Branching out from the “Daka-laka-laka” Arab schtick, which gets old quickly, Parker and Stone harvest more international stereotypes for the audience to savor. After the team botches their intelligence mission in Cairo, the terrorists successfully bomb the Panama Canal and flood the city. In one of the comic highlights of the film, a confused Panamanian, embroiled in the calamity of the deluge, clutches his truck and screams “No me gusta!”
Parker and Stone know how to raise the offensiveness of their stereotypes to a concert pitch, though everything remains in good fun. However, despite its efforts to deride America’s Saturday-morning-cartoon foreign policy, the movie manages to omit the one person you’d expect to see. In the midst of the hilarious songs and graphic sex scenes, one wonders, where’s Bush? In fact, despite its growing infamy, “Team America” manages to be shockingly moderate. After lampooning patriotic country music anthems and the corpulent Michael Moore, the president’s immunity from flippant mockery is a true surprise.
But despite that absence, the movie showcases a plethora of amusing idiots by exploiting one of America’s few liberal bastions: Hollywood.

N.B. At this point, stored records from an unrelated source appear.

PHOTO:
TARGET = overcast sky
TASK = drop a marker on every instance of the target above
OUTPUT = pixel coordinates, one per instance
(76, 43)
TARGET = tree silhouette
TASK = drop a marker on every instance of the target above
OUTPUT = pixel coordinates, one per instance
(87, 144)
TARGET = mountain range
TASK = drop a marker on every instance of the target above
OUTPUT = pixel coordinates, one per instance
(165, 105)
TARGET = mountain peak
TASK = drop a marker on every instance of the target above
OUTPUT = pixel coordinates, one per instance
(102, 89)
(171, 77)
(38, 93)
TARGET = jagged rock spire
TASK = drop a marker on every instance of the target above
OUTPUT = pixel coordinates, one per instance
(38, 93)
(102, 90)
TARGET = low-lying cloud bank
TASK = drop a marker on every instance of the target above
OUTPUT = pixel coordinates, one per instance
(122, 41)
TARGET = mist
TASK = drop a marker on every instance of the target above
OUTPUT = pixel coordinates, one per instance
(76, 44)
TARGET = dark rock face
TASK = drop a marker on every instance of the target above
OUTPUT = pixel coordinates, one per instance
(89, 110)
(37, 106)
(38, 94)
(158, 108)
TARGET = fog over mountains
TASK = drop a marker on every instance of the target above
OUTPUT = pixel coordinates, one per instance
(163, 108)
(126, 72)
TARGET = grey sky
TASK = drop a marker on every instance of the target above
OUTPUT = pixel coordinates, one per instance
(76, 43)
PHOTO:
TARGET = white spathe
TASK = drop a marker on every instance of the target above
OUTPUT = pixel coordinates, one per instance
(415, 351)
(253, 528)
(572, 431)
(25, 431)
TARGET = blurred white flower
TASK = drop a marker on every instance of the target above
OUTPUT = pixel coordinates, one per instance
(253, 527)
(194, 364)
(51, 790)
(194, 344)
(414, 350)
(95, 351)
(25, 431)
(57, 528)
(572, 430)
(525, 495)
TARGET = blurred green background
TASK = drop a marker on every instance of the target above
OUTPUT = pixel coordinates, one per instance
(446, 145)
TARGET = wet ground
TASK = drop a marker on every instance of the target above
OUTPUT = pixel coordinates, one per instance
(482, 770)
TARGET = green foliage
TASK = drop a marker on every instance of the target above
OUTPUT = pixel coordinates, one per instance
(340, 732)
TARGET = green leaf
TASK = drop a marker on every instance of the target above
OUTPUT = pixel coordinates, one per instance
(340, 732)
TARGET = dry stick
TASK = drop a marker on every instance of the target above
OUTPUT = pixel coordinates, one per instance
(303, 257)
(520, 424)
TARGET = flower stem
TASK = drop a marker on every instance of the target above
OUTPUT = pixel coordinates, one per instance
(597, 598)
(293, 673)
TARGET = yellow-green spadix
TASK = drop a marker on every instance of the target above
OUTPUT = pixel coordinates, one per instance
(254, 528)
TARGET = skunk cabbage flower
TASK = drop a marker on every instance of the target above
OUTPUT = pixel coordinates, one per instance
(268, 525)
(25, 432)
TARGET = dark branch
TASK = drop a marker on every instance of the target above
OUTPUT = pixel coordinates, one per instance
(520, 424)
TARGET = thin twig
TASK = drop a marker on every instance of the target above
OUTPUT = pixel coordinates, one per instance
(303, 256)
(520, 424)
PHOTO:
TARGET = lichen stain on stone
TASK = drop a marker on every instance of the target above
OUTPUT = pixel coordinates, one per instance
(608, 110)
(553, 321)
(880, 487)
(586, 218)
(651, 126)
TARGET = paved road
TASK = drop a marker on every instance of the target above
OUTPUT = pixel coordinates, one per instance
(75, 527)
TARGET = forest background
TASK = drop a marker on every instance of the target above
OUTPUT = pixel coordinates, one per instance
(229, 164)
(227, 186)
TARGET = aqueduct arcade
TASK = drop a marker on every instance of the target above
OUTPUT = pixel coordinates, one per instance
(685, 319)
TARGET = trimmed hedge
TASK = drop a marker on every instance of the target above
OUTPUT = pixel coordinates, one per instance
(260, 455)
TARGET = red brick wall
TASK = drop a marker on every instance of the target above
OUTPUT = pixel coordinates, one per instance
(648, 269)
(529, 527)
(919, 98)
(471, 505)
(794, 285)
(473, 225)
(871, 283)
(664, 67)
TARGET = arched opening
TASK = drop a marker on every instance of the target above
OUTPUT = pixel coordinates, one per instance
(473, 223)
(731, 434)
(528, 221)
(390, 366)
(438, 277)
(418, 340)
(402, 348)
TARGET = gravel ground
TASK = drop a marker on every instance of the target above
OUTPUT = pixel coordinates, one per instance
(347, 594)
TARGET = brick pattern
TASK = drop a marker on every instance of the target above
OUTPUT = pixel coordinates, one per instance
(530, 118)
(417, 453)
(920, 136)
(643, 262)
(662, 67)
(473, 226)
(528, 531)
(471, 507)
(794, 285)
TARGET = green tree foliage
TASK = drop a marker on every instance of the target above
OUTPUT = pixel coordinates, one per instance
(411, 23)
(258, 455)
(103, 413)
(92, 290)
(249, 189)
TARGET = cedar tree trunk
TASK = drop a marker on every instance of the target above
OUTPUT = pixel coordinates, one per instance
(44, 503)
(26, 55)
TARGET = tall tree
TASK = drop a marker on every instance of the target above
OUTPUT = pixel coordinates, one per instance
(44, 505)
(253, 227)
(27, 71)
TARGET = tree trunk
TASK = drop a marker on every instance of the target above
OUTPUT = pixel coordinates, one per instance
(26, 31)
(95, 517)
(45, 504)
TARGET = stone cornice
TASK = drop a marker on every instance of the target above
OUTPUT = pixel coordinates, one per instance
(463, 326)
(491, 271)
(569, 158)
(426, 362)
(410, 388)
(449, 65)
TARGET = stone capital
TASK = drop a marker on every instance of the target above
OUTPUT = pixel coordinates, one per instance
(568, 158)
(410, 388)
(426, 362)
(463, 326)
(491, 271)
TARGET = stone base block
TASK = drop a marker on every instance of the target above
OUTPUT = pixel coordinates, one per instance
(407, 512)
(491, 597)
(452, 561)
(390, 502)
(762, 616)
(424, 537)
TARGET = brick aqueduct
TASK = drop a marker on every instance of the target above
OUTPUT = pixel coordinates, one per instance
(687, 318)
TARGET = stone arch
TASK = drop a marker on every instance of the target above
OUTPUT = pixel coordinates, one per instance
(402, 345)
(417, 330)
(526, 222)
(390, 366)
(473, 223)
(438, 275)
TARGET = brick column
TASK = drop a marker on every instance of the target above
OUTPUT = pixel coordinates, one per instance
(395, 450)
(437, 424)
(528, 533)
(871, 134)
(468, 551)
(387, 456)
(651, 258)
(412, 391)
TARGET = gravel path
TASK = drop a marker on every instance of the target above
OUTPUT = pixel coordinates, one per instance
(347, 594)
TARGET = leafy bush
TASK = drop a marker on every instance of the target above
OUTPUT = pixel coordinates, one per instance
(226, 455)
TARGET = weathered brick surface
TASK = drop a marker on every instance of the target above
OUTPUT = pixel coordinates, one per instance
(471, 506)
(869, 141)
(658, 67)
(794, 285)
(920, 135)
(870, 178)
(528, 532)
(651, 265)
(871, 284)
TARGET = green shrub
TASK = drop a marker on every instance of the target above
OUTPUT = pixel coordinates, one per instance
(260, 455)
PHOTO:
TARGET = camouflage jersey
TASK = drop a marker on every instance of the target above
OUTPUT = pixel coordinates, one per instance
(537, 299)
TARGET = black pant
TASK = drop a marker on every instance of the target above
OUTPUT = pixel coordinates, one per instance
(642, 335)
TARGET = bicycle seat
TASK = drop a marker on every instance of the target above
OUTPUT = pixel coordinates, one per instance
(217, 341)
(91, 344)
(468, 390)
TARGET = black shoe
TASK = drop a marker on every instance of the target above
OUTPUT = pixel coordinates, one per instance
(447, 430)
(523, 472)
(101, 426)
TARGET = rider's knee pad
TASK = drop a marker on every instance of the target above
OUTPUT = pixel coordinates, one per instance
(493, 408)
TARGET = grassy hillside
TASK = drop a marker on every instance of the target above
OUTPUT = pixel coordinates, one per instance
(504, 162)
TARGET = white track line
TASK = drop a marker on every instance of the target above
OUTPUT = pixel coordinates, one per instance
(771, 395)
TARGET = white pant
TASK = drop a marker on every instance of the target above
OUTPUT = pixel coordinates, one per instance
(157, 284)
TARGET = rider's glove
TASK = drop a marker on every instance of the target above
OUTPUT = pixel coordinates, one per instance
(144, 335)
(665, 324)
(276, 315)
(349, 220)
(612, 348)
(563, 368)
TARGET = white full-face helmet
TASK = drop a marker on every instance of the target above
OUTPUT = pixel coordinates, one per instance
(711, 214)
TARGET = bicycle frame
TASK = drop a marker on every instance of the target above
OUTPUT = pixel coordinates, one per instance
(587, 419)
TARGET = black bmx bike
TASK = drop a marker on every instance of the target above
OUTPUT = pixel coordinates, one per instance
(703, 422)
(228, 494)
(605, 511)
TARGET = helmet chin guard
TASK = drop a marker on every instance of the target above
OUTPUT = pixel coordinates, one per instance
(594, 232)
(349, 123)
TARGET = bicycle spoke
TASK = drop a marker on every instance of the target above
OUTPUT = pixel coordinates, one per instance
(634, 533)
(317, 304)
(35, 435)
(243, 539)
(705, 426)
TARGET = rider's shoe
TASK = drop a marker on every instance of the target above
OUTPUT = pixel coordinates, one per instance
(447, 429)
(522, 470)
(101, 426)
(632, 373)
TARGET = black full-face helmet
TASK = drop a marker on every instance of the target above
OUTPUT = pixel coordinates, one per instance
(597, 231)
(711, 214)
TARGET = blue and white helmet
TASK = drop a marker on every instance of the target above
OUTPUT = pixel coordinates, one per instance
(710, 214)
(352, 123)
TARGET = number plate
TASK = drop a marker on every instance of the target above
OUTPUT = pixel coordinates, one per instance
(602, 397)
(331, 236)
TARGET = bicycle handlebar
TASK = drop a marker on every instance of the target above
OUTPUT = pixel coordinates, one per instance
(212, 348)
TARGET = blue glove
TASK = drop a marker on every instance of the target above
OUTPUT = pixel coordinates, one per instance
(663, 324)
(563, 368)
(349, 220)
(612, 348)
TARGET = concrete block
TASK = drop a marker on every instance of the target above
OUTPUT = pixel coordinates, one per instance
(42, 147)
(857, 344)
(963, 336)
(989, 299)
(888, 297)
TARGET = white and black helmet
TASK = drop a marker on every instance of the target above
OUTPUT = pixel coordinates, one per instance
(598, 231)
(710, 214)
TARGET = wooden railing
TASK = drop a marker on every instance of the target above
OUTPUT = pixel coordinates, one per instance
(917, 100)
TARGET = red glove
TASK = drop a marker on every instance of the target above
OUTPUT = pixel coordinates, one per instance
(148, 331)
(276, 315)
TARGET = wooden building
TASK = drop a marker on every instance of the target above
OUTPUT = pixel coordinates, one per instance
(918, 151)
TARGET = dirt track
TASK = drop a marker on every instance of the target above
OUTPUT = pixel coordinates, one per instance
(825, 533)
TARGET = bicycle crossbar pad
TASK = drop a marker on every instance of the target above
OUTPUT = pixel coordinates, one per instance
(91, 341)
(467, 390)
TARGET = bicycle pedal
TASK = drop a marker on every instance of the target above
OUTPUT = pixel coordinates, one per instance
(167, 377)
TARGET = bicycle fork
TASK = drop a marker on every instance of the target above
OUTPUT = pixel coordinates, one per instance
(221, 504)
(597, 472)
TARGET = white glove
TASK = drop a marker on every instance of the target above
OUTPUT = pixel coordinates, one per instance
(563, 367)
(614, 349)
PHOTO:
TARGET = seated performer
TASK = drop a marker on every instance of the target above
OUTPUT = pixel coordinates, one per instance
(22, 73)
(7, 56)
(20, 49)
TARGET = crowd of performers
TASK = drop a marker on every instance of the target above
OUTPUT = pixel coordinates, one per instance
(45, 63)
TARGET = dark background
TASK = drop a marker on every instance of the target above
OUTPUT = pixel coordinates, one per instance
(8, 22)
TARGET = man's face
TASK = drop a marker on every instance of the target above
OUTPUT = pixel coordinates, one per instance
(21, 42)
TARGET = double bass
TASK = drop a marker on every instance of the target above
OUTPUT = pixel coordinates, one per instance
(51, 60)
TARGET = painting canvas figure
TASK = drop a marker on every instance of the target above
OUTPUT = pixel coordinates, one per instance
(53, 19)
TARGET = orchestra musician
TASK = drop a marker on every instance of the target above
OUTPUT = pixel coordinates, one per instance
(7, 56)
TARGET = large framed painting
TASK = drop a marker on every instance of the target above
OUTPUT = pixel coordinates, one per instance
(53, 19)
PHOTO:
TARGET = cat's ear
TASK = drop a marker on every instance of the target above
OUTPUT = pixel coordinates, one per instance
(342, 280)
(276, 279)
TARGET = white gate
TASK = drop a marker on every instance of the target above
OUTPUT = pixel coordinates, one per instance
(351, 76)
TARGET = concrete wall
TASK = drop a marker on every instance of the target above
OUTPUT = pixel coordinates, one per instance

Celebrities such as Tim Robbins and Janeane Garafolo hose down the media with their trite opinions on how America should not intervene in Kim Jong Il’s conflict, which is not far from an equally-amusing reality. Parker and Stone obviously enjoy poking fun at the two, who are brought to a bloody demise by the heroic Team America. When else do you get the chance to see idealistic leftist Susan Sarandon obliterated by marionettes?
While the film is tremendously entertaining and manages to raise serious questions about America’s absurd foreign policy, the movie ultimately makes no profound political statements. But while the film’s deficit of political spin might come as a disappointment to some, it is a masterpiece of bad cinema: the ultimate action film of cliches. Predictably, even in social satire, Parker and Stone are at their best when sophomoric and raunchy.